In a recently published paper, “DLLM Agents: See Further, Run Faster,” led by Wang Yunhe, his team discussed a fundamental but often overlooked problem. That is, how does the underlying language model generative paradigm (diffusion-based DLLM vs. autoregressive-based AR) influence the agent’s planning, tool usage behavior, and overall decision trajectory, given the exact same agent framework, supervised data, and interaction budget?

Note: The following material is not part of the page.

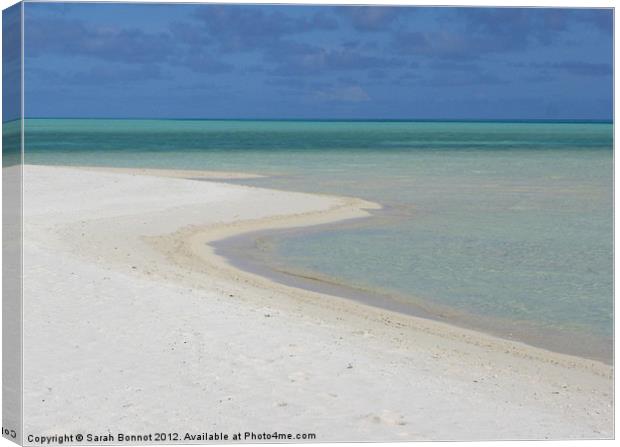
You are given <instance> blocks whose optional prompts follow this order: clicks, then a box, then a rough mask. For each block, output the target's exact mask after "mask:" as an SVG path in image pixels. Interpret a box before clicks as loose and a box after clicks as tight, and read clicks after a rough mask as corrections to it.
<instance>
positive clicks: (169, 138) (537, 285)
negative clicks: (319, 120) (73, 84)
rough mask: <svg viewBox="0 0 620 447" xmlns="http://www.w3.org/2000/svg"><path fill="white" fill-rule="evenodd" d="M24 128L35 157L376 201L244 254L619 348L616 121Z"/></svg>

Paper address: https://arxiv.org/abs/2602.07451

His proposed DLLM agent can achieve more efficient global planning. Equivalent final accuracy increases end-to-end speed, reduces interactions and tool calls, and reduces redundancy and backtracking.

conclusion

As an AI leader who has worked at Huawei for more than eight years, Wang Yunhe’s departure is undoubtedly a major focal point in the industry. He rose from intern to director of Noah’s Ark Research Institute, leading numerous foundational algorithm innovations with international impact.

Now, with his deep thoughts on diffuse language models and unified architectures for artificial intelligence in general, where his next career journey takes him remains worthy of continued attention from across the industry.